January 2009 Meeting Announcement, Delaware Valley Mass Spectrometry Discussion Group
- Topic: "Aerosol Mass Spectrometry: How it works and why atmospheric chemists use it
- Speaker: Murray Johnston (University of Delaware)
- Date: Monday, January 12, 2009. 6:30 PM
- Time: Social Hour: 6:30 PM.
Talk: 7:30 PM.
Please RSVP to John Masucci JMASUCCI@PRDUS.JNJ.COM by Thursday November 6th.
- Place: Department of Chemistry, Villanova University (Room 154, Mendel Hall)
For over a decade, mass spectrometry has been used to determine the chemical composition of airborne particles in real-time, often with concurrent size selection or measurement. This presentation will provide an overview of the burgeoning field of aerosol mass spectrometry.

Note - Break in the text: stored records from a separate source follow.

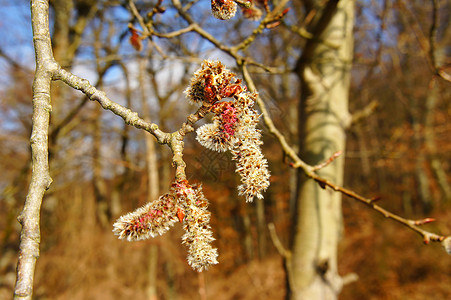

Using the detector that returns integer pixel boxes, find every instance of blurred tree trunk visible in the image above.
[288,0,354,300]
[424,80,451,202]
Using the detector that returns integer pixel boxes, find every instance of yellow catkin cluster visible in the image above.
[113,181,218,272]
[211,0,237,20]
[192,61,270,202]
[113,194,177,242]
[177,185,218,272]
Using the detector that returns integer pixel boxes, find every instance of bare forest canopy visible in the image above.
[0,0,451,300]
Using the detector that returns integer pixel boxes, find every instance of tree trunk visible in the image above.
[288,0,354,300]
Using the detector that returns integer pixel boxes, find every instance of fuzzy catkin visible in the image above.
[113,194,177,242]
[211,0,237,20]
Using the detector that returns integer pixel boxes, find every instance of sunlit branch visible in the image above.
[14,1,57,299]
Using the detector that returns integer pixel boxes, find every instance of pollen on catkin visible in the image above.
[185,60,240,105]
[113,194,178,242]
[211,0,237,20]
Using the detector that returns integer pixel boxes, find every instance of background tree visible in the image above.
[2,1,448,299]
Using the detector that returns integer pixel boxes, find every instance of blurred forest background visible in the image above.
[0,0,451,300]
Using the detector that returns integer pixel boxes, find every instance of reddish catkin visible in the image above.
[192,61,270,202]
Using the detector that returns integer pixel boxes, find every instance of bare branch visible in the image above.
[241,64,447,252]
[14,0,57,299]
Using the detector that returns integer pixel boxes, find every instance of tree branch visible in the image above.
[241,64,450,253]
[14,0,57,299]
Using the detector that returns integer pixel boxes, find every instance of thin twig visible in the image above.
[241,64,446,247]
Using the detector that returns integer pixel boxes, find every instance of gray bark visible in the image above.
[288,0,354,300]
[14,1,58,299]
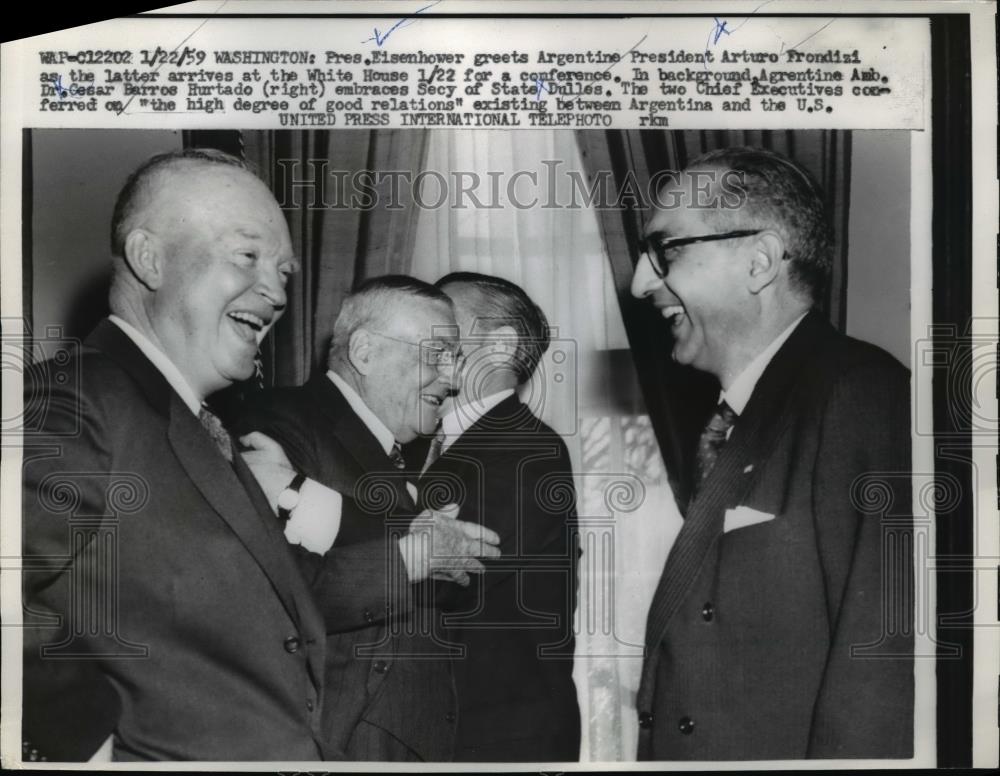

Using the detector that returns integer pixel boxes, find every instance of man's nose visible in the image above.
[631,253,663,299]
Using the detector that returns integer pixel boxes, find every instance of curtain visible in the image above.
[412,130,680,762]
[577,130,851,504]
[240,130,427,392]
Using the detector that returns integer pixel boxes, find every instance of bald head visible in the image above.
[110,151,298,398]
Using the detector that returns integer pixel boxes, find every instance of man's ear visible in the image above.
[347,329,375,375]
[747,229,785,294]
[124,229,166,291]
[490,325,518,358]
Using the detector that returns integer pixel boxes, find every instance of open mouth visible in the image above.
[226,310,267,342]
[660,304,687,329]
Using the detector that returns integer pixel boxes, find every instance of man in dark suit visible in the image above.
[22,151,342,761]
[235,276,499,761]
[632,148,913,760]
[419,272,580,762]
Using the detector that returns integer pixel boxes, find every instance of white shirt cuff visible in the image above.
[285,479,344,555]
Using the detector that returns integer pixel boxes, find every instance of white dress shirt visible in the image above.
[719,311,808,439]
[438,388,514,453]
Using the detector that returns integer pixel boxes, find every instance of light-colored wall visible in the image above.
[847,131,911,367]
[31,129,181,337]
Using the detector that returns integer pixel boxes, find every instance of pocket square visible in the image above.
[722,507,774,533]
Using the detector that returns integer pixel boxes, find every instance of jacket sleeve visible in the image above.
[238,394,414,633]
[808,364,914,758]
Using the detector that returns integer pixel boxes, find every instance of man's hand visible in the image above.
[399,504,500,587]
[240,431,295,513]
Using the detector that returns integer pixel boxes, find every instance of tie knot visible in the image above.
[198,406,233,463]
[709,400,737,431]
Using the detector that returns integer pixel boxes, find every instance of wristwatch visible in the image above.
[278,473,306,522]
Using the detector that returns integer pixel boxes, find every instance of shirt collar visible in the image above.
[439,388,514,452]
[719,311,808,415]
[326,369,396,455]
[108,315,202,415]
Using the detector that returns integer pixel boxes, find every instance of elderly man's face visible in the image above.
[632,176,751,376]
[363,297,458,443]
[150,164,298,396]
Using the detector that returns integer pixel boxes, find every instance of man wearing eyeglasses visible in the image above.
[419,272,580,762]
[235,276,499,761]
[632,148,913,760]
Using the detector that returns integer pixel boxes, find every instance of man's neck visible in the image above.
[715,305,810,391]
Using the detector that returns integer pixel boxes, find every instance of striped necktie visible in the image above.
[389,442,406,470]
[692,401,736,498]
[420,428,444,475]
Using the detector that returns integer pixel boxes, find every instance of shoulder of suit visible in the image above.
[819,334,910,380]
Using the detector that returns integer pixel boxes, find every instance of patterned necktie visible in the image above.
[198,406,233,463]
[389,442,406,470]
[692,401,736,498]
[420,428,444,475]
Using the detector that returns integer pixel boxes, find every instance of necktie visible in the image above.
[694,401,736,493]
[420,428,444,475]
[198,407,233,463]
[389,442,406,470]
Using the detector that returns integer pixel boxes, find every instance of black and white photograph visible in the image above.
[2,2,1000,771]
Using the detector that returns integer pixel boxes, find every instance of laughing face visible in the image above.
[362,297,459,443]
[632,176,751,378]
[148,165,298,396]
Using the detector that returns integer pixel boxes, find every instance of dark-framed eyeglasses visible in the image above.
[370,331,464,366]
[643,229,764,279]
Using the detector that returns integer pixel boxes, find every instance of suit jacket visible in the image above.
[241,373,456,761]
[23,321,325,761]
[637,312,913,760]
[419,396,580,762]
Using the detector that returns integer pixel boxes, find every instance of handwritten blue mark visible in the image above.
[361,0,441,48]
[709,16,732,45]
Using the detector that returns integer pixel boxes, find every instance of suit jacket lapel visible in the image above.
[646,312,832,650]
[87,320,323,644]
[425,393,539,466]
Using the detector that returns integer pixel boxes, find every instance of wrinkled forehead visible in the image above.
[644,170,718,237]
[387,295,458,341]
[149,162,287,224]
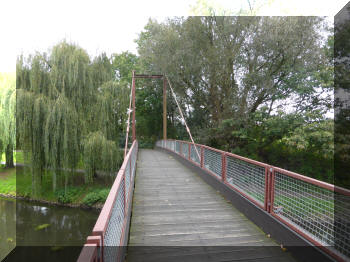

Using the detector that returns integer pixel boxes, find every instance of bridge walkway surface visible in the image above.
[126,149,295,262]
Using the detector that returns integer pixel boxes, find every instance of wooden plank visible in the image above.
[127,150,293,261]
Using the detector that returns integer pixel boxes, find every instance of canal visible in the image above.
[0,195,99,262]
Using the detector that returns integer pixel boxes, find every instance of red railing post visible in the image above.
[269,167,275,213]
[221,153,226,183]
[122,175,127,218]
[264,165,271,212]
[200,146,204,168]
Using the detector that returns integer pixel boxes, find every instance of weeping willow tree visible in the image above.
[0,73,16,167]
[17,41,128,193]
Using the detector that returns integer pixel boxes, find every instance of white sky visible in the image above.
[0,0,347,72]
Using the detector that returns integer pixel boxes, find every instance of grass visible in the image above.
[0,167,110,206]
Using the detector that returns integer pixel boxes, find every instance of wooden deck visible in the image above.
[127,150,294,262]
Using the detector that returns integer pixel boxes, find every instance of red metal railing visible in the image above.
[78,140,138,262]
[156,140,350,261]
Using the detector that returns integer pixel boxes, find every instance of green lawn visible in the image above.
[0,167,110,206]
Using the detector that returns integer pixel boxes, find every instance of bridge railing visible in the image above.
[78,140,138,262]
[156,140,350,261]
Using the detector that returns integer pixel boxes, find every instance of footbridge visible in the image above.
[78,72,350,262]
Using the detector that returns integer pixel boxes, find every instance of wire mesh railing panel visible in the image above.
[124,159,132,203]
[273,172,334,246]
[334,192,350,261]
[204,148,222,177]
[182,143,188,158]
[191,144,201,164]
[226,156,265,205]
[103,179,124,262]
[175,141,180,154]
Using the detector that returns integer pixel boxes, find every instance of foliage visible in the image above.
[83,132,121,183]
[56,187,79,204]
[137,16,334,182]
[16,41,129,194]
[83,189,109,206]
[0,73,16,167]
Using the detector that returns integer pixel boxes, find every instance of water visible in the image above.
[0,198,99,262]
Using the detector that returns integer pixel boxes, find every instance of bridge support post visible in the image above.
[163,76,167,140]
[131,71,136,142]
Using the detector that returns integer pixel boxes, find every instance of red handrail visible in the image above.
[157,139,350,261]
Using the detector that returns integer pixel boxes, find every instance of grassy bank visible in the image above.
[0,167,111,206]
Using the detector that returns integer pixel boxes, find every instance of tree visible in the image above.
[137,17,326,133]
[16,41,128,194]
[0,73,16,167]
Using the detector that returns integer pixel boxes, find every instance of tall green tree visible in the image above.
[16,41,128,194]
[0,73,16,167]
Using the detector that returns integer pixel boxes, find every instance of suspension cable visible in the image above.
[165,75,201,159]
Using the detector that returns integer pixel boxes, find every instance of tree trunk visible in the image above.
[5,143,15,168]
[52,170,57,192]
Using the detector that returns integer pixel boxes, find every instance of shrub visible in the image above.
[83,192,101,206]
[83,189,109,206]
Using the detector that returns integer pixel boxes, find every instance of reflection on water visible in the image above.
[0,197,16,261]
[0,200,99,262]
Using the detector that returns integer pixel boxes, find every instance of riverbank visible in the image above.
[0,168,110,210]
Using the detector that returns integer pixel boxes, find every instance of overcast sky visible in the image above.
[0,0,348,72]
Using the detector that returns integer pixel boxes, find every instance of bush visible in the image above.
[56,188,79,204]
[83,192,101,206]
[83,189,109,206]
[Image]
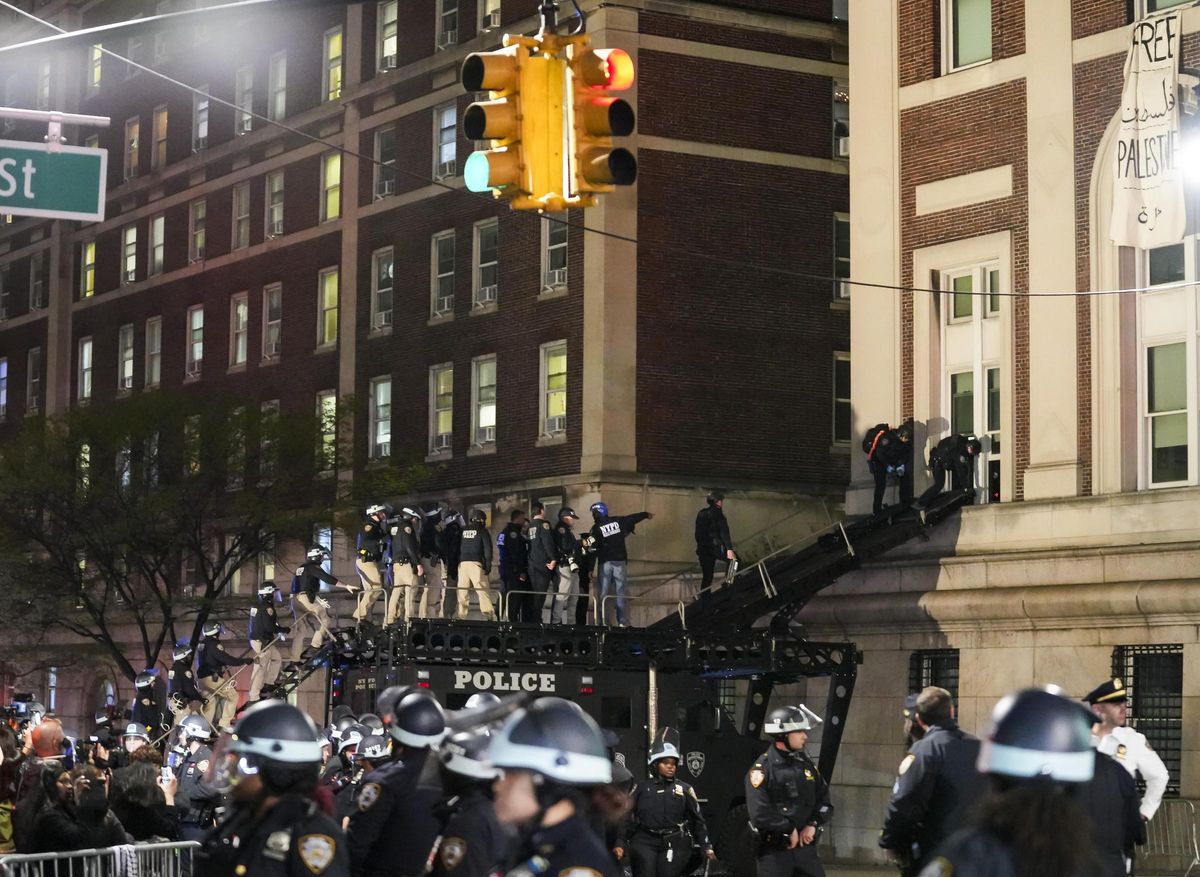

The entire process will be covered from efficient particle sampling into the vacuum of a mass spectrometer, to the acquisition of "raw" chemical composition data through a variety of ionization methods, to the extraction of meaningful information about the air we breathe. Approximately equal emphasis will be given to instrumentation and applications, and overlap with my "stand-in" presentation last spring will be minimal.
Murray Johnston received a B.S. in Chemistry from Bucknell University in 1976 and a Ph.D. in Analytical Chemistry from the University of Wisconsin, Madison in 1980. After completing a postdoctoral fellowship at Northwestern University, he began his academic career in 1982 as Assistant/Associate Professor of Chemistry and Fellow of the Cooperative Institute for Research in Environmental Sciences at the University of Colorado, Boulder. In 1990, he moved to the University of Delaware where he is currently Professor of Chemistry. He received a Center for Advanced Study Fellowship in 1999, the Outstanding Scholar Award in the College of Arts and Sciences in 2001, and the American Chemical Society Delaware Section Award in 2002. His research includes applications of mass spectrometry to a wide range of materials from airborne particles, to biological macromolecules, to industrial polymers. This work has led to over 90 peer-reviewed publications and book chapters.